MEMORIES OF ANASTASIA

When I wrote Anastasia ten years ago there was still a lingering doubt about whether she had survived the botched execution in which the rest of her family were murdered. What was more certain was that the man who organised this bloody episode, Yakov Yurovsky, was a couple of cadres short of the full committee. He must have been off sick when they did Assassination 101 at Secret Police School.
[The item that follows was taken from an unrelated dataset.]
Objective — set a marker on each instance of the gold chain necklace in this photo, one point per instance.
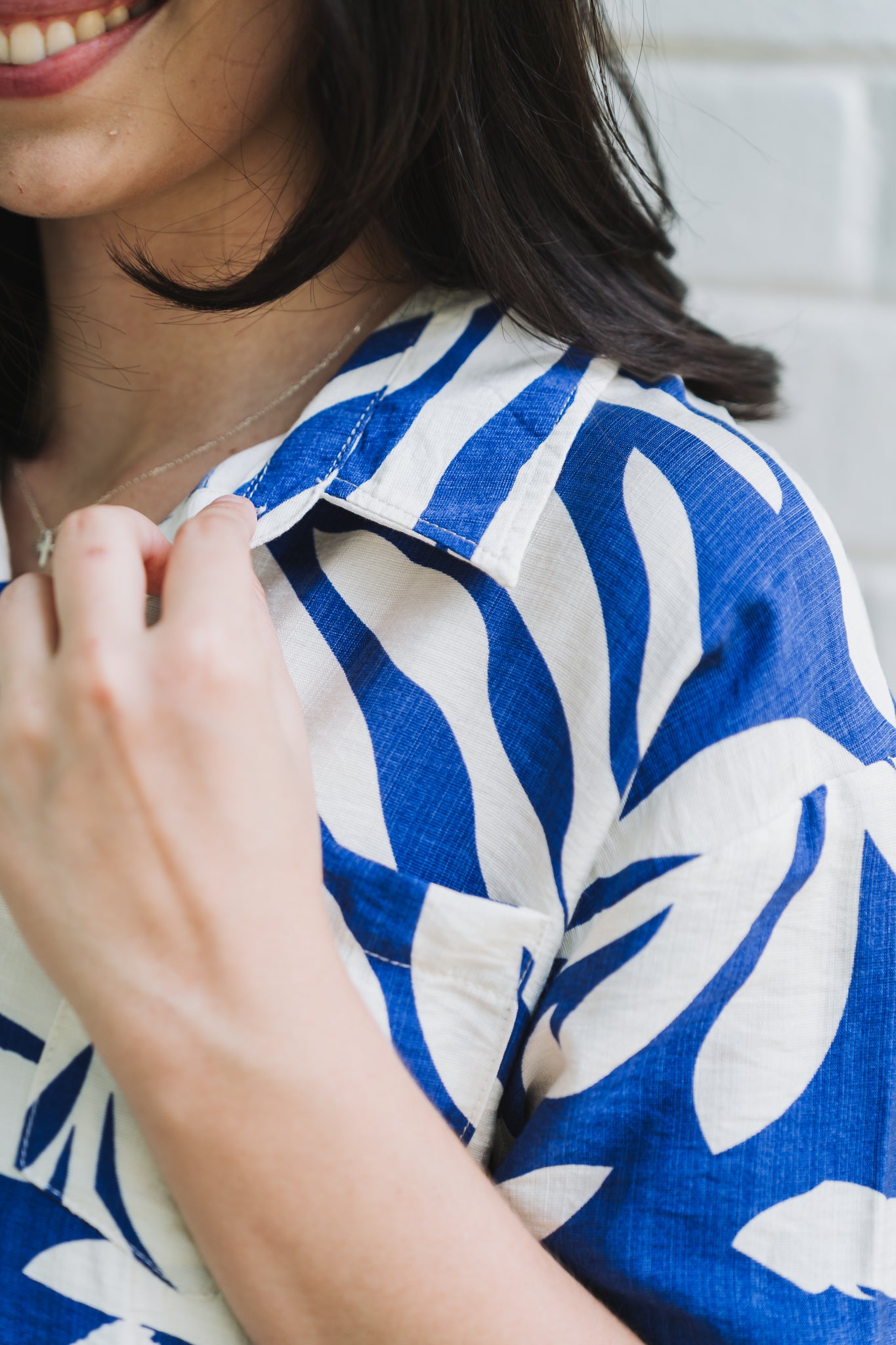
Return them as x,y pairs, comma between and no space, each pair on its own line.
46,541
Yakov Mikhailovich Yurovsky
 
On his orders, the family were herded into a basement and shot with revolvers through the doorway by him and his men, the gunpowder from their revolvers burning their eyes and creating a fog in the tiny room. They had to fire over each other’s shoulders and Yurovsky claimed he came out deaf in one ear.
This method was not efficient. Also, the women had hidden their jewels inside their corsets and these acted as virtual bullet proof vests so Yurovsky recorded that they then had to be dispatched with bayonets. It was beyond brutal.
These circumstances left open the possibility that someone survived this bloody chaos. There were rumours (later proven false) that for days afterwards the Bolsheviks searched trains in the Urals looking for a young woman fitting Anastasia’s description. 
For years the story of the missing princess captured the public imagination. Anastasia soon had more impersonators than Elvis Presley. The most notable, Anna Anderson, pursued her case in the European courts for over thirty years. After her death it transpired that she was not only NOT Anastasia, she wasn’t even Russian.
Anna Anderson
The remains of the Romanov family were finally discovered near Ekaterinburg in 1991. Intriguingly two skeletons were missing, those of a young woman and the boy, Alexei. 
Even then, it was impossible to imagine how Anastasia could have escaped, even if she survived the gruesome debacle in the basement and was still alive when they threw her on the cart with the rest of her family to be buried in the forest. And Alexei; just impossible. He was a haemophiliac. Any serious wound would have made death inevitable anyway.
But it wasn’t the mystery of Anastasia’s fate that motivated me to write about her. It was a story I read in the newspaper about a man in Liverpool, England who had been found unconscious in the street a year before and was still languishing in a public hospital. He had severe amnesia. Authorities published his photograph hoping that someone might know who he was and come forward and identify him.
I subsequently discovered that severe head trauma, when suffered simultaneously with severe emotional distress, can bring about a rare and long lasting amnesia. (The most famous - and saddening - case is that of ‘Benjamin Kyle’ http://en.wikipedia.org/wiki/Benjaman_Kyle
I imagined that if Anastasia had survived, the shock of seeing her family murdered and afterwards being battered with a rifle butt would have turned her into another Benjamin Kyle.
This made me reflect on the nature of identity.
If we don’t have our memories then who are we? We still live and breathe, yes, but we no longer retain that which makes us ‘who we are’.
If we don’t have any remembrance, what is left of us?
Anastasia on Kindle
For the story, I imagined a woman appearing in Shanghai in 1920 suffering from traumatic amnesia. People take her to be Anastasia - in order to fulfill their own agenda. Over time she struggles to become the person they want her to be - becoming someone else’s idea seems better than being no one at all.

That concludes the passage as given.